Lindane is an organochlorine insecticide and fumigant which has been used on a wide range of soil-dwelling and plant-eating insects. It is commonly used on a wide variety of crops, in warehouses, in public health to control insect-borne diseases, and (with fungicides) as a seed treatment. Despite a recent global ban on its agricultural use, the pesticide, a potent neurotoxin, is still used in shampoos and lotions in the U.S. to control head lice and scabies.
An insecticide is a pesticide used to kill insects. Insecticides are used in agriculture, medicine, industry and the household. The use of insecticides is believed to be one of the major factors behind the increase in agricultural productivity in the 20th century. This is great for production, but those of us that eat the food have now ingested these toxic insecticides.
Hexane (n-Hexane) is a chemical made from crude oil. Most of the hexane used in the industry is mixed with similar chemicals in products known as solvents. The major use for solvents containing hexane is to extract vegetable oils from crops such as soybeans. Because cooking oils are processed with solvents containing hexane, very small amounts may be present in these products. They are also used as cleaning agents in the printing, textile, furniture and shoemaking industries. Certain kinds of special glues used in the roofing and the shoe and leather industries also contain hexane. Gasoline contains about 1-3% hexane, so it is released into the air at service stations and in automobile exhaust. Hexane is also present in rubber cement.
Herbicides, also commonly known as weed killers, are used to kill unwanted plants. Selective herbicides kill specific targets while leaving the desired crop relatively unharmed. Some of these act by interfering with the growth of the weed and are often synthetic "imitations" of plant hormones. Herbicides that are used to clear waste ground, industrial sites, railways and railway embankments are non-selective and kill all plant material that they come into contact with. Smaller quantities are used in forestry, pasture systems, and management of areas set aside as wildlife habitat.
Fungicides are extensively used in industry, agriculture, and the home and garden for a number of purposes.

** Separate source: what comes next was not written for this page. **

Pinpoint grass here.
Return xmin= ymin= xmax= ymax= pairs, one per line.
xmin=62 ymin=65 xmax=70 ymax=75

Fungi can cause serious damage in agriculture, resulting in critical losses of yield, quality and profit. At the end of the season, profit is the greatest concern for farmers, so companies will use fungicides to protect seeds during shipment and storage. Fungicides are chemicals used to cure fungal, mold and slime diseases in gardens, lawns, and crops. They are also used in protection of carpet and fabrics in the home.
Formaldehyde is naturally produced in very small amounts in our bodies as a part of our normal, everyday metabolism and causes us no harm. It can also be found in the air that we breathe at home and at work, in the food we eat, and in some products that we put on our skin. A major source of formaldehyde that we breathe everyday is found in smog in the lower atmosphere. Automobile exhaust from cars without catalytic converters or those using oxygenated gasoline also contain formaldehyde.